Насколько я могу подняться над ощущением "горькое/сладкое" к анализу "правда/ложь", чтобы выяснить истину вопреки горькому вкусу, - настолько свет может оказать на меня влияние.
Но откуда я получу эту силу, чтобы так держаться за правду, даже если мне плохо? Эту дополнительную силу я получаю только от окружения. Выходит, что нам нечего кричать, обращаясь к свету. Свет действует на нас в мере нашей готовности.
Он может ждать тысячу лет, пока мы не будем подготовлены очень медленным ступенчатым развитием, а может каждую секунду резко усиливать свое воздействие – если мы готовы. С его стороны нет никакой задержки.
Задержка зависит лишь от того, насколько я готов вытерпеть разрыв между келим и светами и быть "выше знания", выше телесных страданий, когда я готов, даже если это горько, пребывать в истине. Ведь это действительно горько – не использовать получающие келим, желания ради себя – и оставаться в намерении отдачи.
Поэтому у нас нет иного средства ускорить развитие – только соединившись с окружением.
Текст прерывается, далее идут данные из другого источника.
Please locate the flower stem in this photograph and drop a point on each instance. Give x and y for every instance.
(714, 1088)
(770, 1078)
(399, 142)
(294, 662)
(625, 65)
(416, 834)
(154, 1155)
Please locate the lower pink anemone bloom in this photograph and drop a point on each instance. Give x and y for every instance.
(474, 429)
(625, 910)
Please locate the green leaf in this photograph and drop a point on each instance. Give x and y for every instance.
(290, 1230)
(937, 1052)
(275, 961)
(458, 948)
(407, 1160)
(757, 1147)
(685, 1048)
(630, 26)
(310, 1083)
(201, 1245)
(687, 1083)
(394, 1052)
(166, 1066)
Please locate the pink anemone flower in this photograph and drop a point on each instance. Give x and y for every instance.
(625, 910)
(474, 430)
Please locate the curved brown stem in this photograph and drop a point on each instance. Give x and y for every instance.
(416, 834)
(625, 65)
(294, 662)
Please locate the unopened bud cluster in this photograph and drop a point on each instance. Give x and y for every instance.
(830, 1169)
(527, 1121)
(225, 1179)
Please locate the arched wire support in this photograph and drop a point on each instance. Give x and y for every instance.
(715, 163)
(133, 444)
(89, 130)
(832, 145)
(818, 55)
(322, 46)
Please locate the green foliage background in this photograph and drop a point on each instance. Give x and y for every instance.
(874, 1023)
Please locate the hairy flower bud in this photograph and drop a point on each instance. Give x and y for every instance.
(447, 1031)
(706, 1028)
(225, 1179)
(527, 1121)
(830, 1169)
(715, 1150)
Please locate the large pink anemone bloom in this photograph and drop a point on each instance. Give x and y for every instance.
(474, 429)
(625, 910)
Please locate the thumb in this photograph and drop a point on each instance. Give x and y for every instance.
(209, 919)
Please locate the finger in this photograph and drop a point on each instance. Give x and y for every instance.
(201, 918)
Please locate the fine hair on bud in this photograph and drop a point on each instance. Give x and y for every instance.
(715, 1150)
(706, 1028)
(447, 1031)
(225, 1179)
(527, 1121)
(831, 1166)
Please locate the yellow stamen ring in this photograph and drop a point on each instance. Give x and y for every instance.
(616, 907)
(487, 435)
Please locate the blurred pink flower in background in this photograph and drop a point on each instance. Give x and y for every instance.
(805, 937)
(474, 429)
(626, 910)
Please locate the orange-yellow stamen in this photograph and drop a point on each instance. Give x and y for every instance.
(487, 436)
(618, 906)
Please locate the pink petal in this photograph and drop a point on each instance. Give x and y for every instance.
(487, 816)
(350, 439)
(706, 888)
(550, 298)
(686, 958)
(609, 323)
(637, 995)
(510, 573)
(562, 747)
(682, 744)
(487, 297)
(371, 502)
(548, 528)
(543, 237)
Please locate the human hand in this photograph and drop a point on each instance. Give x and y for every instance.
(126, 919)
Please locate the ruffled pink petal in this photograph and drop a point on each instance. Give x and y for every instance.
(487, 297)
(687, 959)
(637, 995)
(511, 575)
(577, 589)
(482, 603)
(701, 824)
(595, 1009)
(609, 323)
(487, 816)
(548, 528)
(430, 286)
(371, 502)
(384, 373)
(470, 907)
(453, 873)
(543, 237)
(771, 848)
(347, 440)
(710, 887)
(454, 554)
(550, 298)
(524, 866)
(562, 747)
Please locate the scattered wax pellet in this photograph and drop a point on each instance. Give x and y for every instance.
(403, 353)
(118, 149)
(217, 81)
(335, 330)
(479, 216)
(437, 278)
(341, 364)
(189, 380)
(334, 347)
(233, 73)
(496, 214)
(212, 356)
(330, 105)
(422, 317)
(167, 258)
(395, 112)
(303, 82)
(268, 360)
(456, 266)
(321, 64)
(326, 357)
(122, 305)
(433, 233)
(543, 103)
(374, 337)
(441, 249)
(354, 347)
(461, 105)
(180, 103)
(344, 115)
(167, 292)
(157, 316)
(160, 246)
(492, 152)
А соединение с окружением – тоже чрезвычайно болезненно. Я не могу преодолеть себя.
Я могу призывать товарищей к единению тысячи часов – и это будут всего лишь слова. А дальше - я упираюсь в свою внутреннюю стену, и кроме слов ничего не способен сделать.
Но если мы по крайней мере стараемся сделать это вместе, каждый впечатляется от других и приходит к точке истины – что он не способен это сделать и именно эту стену должен пробить. И тогда он требует света, возвращающего к источнику.